Malta International Airport plc – Annual General Meeting Held
Malta International Airport plc announced that at the 22nd Annual General Meeting held on 22nd May 2014, the shareholders considered and approved the following resolutions:
Ordinary Business
Resolution
1. That the Financial Statements of the Company for the financial year ended 31st December 2013 and the Directors’ and Auditors’ Report thereon as set out in the Annual Report be and hereby approved;
2. That a final gross dividend of €0.115384 per share (net €0.075) which represents a gross payment of €15,611,538 be and is hereby approved1;
3. That the reappointment of Deloitte Audit Limited as Auditors of the Company be hereby approved and that the Directors be and are hereby authorised to fix their remuneration;
Special Business
Resolution
1. That the current text of Article 88 is deleted and replaced by the amended text hereunder, so that Article 88 will now read:
“88. The Company shall pay any dividend or other moneys payable in respect of an Equity Security by electronic means directly to a bank account, with any bank in Malta, held or designated by the person entitled to receive such payment or to make such designation. Where an Equity Security is held jointly by more than one Person, the first named joint member appearing on the Register of Members shall be deemed to be the Person entitled to receive the payment and to designate a bank account for payment.
Where the Company is not duly notified in writing of a designated bank account for the payment of any dividend or other moneys payable in respect of an Equity Security, it shall be entitled to retain any payment of any dividend or other moneys payable in respect of an Equity Security until it is duly notified with a designated bank account where any such dividend or other moneys payable in respect of an Equity Security are to be transferred.
In the case of an Equity Security held by joint holders, any one of such holders may give an effective and valid receipt for all dividends or other moneys payable in respect of an Equity Security and payments on account of dividends or other moneys payable in respect of an Equity Security. The payment of dividend or other moneys payable in respect of an Equity Security to any account designated by one of the the joint holders shall be deemed to be a good discharge to the Company.

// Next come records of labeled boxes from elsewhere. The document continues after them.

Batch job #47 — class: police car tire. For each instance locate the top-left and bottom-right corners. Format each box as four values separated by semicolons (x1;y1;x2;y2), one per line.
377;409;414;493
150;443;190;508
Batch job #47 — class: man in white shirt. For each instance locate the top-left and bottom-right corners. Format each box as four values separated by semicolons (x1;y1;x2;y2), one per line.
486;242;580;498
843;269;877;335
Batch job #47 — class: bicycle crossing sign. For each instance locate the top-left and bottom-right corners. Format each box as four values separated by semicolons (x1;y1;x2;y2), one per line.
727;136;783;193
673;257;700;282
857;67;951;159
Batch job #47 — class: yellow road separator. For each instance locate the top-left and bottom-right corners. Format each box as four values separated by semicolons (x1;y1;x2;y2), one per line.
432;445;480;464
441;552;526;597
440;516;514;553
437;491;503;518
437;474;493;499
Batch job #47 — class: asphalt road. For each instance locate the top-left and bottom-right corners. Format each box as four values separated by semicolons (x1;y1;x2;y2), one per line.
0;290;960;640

Every such payment shall be effected at the risk of the Person entitled to the dividend or other moneys payable in
respect of an Equity Security and shall be deemed a good discharge to the Company. The Company is not responsible for amounts lost or delayed in the course of making the payment as aforesaid.”

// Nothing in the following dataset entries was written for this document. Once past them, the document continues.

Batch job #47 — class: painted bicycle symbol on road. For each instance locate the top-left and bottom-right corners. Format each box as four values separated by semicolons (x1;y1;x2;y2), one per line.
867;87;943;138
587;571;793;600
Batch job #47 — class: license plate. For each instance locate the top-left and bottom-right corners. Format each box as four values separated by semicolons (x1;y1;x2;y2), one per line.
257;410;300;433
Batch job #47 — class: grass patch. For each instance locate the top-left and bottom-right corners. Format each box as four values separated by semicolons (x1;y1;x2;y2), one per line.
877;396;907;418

B. That the current text of Article 59(1)(f) is deleted and replaced by the amended text hereunder, so that Article
59(1)(f) will now read:
“59.1 Without prejudice to the provisions of the Act, the office of a Director shall ‘ipso facto’ be vacated:-
(f) if he becomes of unsound mind, or is convicted of any crime punishable by imprisonment, or declared bankrupt
during his term of office.”
C. That the current text of Article 59.2 is deleted and replaced by the amended text hereunder, so that Article 59.2
will now read:
“59.2 A resolution of the Directors declaring a Director to have vacated office as aforesaid shall be conclusive as to the fact and the grounds of vacation stated in the resolution. For the avoidance of doubt, the resolution referred to in this Article is not required for the purpose of the vacation of the office of director pursuant to article 59.1.”
D. That the current text of Article 56.3 is deleted and replaced by the amended text hereunder, so that Article 56.3
will now read:
“56.3 The Company shall grant a period of at least fourteen (14) days to Members to propose nominations of
candidates for the election of Directors. Such notice may be given by the publication of an advertisement in at least
two (2) daily newspapers. All such nominations shall on pain of nullity have to be submitted on a form to be
prescribed by the Company Secretary from time to time. Nomination forms, as prescribed, together with the
nominee’s acceptance of the nomination must reach the Company Secretary at least fourteen (14) days after the
publication of the notice calling for such nominations but in any event no later than thirty (30) days prior to the date of
the meeting appointed for such election.”
Appointment of Directors
The new Board of Directors was appointed in accordance with the Articles of Association of the Company. The following directors were appointed in office up to the next Annual General Meeting: Mr Michael Bianchi, Mr Nikolaus Gretzmacher, Dr Yousef Sabeh and Mr Alfred Quintano as non-executive Directors; together with CEO Markus Klaushofer, Deputy CEO & CFO Austin Calleja and CCO Alan Borg as executive Directors. The Malta Mediterranean Link Consortium Limited appointed Mr Karl Dandler as non-Executive Director, replacing Mr Michael Hoeferer, whose term of office came to an end at this Annual General Meeting.
Further disclosures, if any, with respect to Mr Dandler appointment as required by the listing rules will be made in due course.